Maybe if I turn it in blank the teacher will derive some meaning from that, something along the lines of a lost, lonely soul or something similarly ridiculous. So instead I draw two black dots and a triangle, a polar bear in a snowstorm. Then the teacher can figure out something relating to my "ice cold heart". I erase the polar bear's face. Then redraw it. Then erase it. I repeat the process until the girl next to me opens her mouth.

    "This assignment is a crock of sh-"

    "-enanigans!" I cover quickly, preventing the curse word from leaving her mouth. She'd get two whole months of probation for that at my old school.

    "No, it's a sh-"

    "-aitan!"

    "-assignment. It puts the as-"

    "-teriod!"

    "-in assignment. Stop doing th-"

    "-is?"

    "No, that!"

    "But you're trying to say bad things."

    "I don't give a fu-"

    "-dge popsicle!"

    "-what you think!"

    "Stop saying mean things!" I shove my hands over my ears and drown out the vile string of obscenities she is weaving with her tongue with an off key rendition of that song about decking halls.

    "Oh my god, it's mid-October! Why are you singing christmas carols, what is your problem?"

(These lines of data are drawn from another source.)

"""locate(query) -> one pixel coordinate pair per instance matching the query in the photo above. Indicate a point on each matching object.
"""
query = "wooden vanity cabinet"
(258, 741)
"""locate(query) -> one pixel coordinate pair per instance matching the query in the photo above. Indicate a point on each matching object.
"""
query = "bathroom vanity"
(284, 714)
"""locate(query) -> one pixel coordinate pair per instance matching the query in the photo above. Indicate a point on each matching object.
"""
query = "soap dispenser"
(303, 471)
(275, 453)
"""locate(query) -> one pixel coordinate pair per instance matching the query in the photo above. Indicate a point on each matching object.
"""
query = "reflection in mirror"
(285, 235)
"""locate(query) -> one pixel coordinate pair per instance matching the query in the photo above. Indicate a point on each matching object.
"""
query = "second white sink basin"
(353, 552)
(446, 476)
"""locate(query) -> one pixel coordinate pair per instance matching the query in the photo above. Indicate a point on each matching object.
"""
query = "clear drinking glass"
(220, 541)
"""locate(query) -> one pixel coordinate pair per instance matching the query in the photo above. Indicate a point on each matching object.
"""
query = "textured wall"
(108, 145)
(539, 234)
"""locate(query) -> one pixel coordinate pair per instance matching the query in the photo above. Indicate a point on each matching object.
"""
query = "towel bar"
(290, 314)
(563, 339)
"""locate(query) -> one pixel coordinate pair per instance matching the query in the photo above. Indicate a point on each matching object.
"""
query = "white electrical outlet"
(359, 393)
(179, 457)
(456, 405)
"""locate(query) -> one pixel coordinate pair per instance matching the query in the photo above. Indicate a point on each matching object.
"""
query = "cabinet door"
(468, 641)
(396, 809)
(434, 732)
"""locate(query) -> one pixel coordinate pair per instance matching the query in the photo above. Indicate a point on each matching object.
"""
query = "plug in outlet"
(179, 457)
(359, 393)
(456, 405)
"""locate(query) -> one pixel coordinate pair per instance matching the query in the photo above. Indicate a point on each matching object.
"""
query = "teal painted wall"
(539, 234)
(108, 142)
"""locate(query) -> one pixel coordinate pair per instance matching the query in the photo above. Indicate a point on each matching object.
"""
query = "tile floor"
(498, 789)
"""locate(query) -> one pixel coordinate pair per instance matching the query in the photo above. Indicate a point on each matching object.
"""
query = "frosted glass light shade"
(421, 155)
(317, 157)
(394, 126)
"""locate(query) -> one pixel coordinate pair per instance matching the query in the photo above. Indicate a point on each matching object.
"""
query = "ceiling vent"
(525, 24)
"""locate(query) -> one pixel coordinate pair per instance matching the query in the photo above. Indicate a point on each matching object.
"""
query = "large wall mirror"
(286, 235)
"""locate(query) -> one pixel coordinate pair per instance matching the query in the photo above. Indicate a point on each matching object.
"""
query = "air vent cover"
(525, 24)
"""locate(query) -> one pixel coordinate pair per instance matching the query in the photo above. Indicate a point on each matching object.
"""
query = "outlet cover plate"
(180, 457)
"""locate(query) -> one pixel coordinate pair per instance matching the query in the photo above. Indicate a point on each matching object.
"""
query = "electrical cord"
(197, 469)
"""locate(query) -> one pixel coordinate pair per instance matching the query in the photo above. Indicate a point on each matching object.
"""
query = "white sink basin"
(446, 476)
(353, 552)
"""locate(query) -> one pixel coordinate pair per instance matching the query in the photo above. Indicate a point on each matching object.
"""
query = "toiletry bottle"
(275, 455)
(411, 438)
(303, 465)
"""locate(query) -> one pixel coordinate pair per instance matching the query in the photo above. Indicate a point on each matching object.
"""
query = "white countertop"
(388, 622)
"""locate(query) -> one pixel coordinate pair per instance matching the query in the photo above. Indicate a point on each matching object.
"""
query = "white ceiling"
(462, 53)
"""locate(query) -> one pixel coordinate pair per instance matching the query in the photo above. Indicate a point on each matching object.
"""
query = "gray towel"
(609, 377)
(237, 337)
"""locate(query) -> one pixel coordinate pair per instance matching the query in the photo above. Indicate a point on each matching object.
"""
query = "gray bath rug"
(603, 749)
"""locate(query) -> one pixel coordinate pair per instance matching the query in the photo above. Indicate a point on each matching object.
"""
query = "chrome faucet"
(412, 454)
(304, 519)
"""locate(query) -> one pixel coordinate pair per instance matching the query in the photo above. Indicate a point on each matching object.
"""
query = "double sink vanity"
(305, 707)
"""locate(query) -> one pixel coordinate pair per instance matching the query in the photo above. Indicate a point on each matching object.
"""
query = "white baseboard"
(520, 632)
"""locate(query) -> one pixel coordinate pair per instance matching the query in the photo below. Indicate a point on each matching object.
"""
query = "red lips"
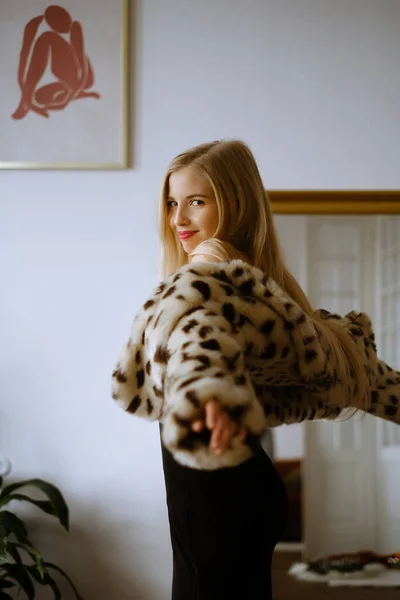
(184, 235)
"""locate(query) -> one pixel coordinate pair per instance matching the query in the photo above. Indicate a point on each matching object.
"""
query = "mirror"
(350, 478)
(335, 201)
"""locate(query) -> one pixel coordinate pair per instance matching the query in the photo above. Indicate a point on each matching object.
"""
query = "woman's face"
(192, 208)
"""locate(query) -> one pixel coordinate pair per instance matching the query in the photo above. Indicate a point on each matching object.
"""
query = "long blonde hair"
(246, 228)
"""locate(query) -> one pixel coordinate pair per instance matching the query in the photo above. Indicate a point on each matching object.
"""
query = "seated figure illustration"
(66, 58)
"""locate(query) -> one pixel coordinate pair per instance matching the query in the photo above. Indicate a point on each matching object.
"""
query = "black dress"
(224, 527)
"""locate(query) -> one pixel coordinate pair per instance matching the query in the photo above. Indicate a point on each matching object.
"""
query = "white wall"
(314, 87)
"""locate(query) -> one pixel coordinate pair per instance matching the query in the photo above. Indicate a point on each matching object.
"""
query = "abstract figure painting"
(69, 64)
(65, 82)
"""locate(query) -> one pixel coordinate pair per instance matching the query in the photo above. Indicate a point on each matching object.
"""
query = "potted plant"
(21, 563)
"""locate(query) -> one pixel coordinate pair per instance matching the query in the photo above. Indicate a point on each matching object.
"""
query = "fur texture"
(227, 331)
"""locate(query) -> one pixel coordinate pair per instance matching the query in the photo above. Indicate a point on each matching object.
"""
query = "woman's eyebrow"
(190, 196)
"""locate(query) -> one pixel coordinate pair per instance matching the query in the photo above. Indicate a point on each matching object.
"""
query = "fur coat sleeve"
(227, 331)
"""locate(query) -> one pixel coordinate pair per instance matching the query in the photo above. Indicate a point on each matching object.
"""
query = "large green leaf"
(46, 580)
(63, 573)
(20, 574)
(56, 506)
(6, 584)
(13, 524)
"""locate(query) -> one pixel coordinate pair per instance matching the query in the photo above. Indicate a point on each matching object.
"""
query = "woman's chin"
(190, 244)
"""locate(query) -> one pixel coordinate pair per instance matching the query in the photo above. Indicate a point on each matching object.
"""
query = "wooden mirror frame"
(335, 202)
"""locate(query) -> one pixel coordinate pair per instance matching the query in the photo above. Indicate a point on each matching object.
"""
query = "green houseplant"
(21, 563)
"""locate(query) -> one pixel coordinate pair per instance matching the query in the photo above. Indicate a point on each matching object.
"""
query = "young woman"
(224, 523)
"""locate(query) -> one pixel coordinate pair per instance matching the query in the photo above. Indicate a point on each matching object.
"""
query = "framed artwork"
(65, 84)
(335, 202)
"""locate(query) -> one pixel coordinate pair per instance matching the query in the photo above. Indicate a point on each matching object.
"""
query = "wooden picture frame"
(335, 202)
(65, 82)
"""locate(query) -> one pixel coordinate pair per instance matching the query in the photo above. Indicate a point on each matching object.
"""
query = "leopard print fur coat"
(227, 331)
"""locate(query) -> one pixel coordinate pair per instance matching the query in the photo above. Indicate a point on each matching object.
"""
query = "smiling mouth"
(187, 234)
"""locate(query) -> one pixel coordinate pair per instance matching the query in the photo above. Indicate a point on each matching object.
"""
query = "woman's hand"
(222, 427)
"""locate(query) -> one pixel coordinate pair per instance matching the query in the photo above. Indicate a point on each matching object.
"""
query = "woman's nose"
(181, 217)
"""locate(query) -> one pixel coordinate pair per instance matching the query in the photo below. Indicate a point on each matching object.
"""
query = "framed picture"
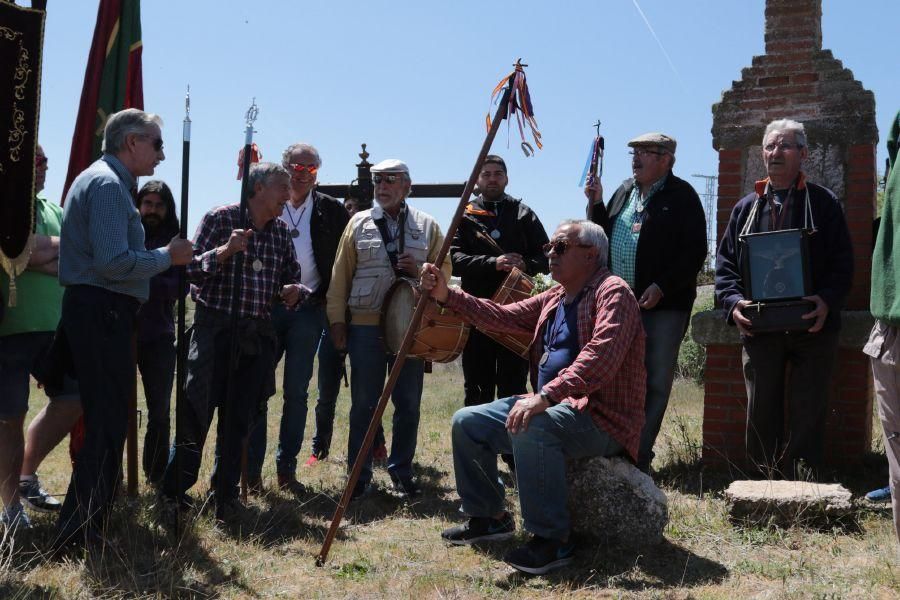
(775, 265)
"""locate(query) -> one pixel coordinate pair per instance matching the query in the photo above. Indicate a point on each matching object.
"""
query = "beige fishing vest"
(374, 274)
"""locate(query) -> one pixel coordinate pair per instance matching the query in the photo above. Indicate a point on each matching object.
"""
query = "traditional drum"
(442, 334)
(517, 286)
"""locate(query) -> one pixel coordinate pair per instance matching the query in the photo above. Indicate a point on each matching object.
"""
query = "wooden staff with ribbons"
(515, 100)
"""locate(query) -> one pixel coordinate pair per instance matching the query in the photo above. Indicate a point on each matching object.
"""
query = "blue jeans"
(369, 364)
(301, 334)
(665, 329)
(156, 362)
(98, 326)
(479, 434)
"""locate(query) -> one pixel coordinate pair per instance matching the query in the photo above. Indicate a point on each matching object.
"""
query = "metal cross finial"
(252, 112)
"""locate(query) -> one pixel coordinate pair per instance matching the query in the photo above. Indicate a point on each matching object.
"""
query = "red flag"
(113, 80)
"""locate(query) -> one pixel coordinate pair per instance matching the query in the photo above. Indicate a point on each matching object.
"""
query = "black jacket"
(672, 245)
(475, 259)
(830, 251)
(326, 225)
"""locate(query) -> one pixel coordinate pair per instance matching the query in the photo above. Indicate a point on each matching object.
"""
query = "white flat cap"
(391, 165)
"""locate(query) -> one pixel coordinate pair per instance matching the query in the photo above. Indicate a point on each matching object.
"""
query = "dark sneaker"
(315, 457)
(255, 487)
(540, 555)
(480, 529)
(379, 454)
(34, 497)
(406, 487)
(879, 495)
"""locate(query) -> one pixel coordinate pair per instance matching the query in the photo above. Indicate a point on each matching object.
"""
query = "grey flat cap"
(391, 165)
(654, 139)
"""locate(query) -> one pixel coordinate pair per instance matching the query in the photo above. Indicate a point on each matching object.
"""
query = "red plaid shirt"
(212, 283)
(607, 377)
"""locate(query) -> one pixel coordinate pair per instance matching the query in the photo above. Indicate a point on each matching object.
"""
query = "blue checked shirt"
(212, 283)
(102, 238)
(623, 245)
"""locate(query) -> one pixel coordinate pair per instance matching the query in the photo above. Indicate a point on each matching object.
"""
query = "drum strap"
(394, 250)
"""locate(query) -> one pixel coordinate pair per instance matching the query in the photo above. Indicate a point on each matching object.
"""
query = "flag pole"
(502, 113)
(181, 356)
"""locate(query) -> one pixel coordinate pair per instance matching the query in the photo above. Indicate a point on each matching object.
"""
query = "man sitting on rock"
(587, 356)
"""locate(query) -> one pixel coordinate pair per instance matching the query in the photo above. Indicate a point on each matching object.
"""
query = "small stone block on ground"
(609, 498)
(787, 502)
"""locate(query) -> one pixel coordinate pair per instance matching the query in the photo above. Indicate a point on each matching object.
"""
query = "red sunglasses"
(298, 168)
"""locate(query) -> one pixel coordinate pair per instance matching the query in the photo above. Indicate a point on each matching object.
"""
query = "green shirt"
(39, 298)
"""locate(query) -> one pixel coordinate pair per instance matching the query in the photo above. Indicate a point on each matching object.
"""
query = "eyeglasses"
(379, 178)
(645, 152)
(157, 143)
(783, 146)
(560, 246)
(298, 168)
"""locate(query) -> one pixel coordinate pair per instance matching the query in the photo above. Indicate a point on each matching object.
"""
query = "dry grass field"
(388, 549)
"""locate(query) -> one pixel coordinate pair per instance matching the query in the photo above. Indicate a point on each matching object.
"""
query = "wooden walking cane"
(515, 82)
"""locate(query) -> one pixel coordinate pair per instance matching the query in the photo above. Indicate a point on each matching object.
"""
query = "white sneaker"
(35, 497)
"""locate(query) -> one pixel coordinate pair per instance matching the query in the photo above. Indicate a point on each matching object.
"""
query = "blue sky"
(412, 79)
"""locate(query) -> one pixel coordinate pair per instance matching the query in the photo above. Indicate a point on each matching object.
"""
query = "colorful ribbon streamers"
(519, 106)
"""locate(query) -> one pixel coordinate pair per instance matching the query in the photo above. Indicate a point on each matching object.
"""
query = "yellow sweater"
(361, 250)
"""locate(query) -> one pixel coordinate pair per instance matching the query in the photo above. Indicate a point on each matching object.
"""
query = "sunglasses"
(157, 143)
(560, 246)
(386, 178)
(642, 152)
(784, 147)
(298, 168)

    "I don't have a problem, why would having the eternal spirit of christmas in your heart ever be a problem?" The girl gives me a look that should be the picture definition of the word "surly" (pictures of expressions by definitions are really helpful), her eyebrows are drawn (in both the literal and figurative sense) and her nose is crinkled while the corners of her mouth point downward as though she has weights hanging from them. I can't resist the temptation to snap a picture and add it to my "expression dictionary", the flash goes off right in her face and she blinks dazedly.

"Huh?"

"Sorry about that, I just saw your expression and thought it would be a perfect representation of surly in my expression dictionary." I hold up my phone, scrolling through the sad and happy faces that are mostly made up of actresses and actors and some random human who I saw getting dumped by his fiance and her hotter, richer, younger boyfriend at the park across from the library when I was walking home. I also managed to obtain a picture of Ms. Stevens and saved her under the "Fly-catching" expression category.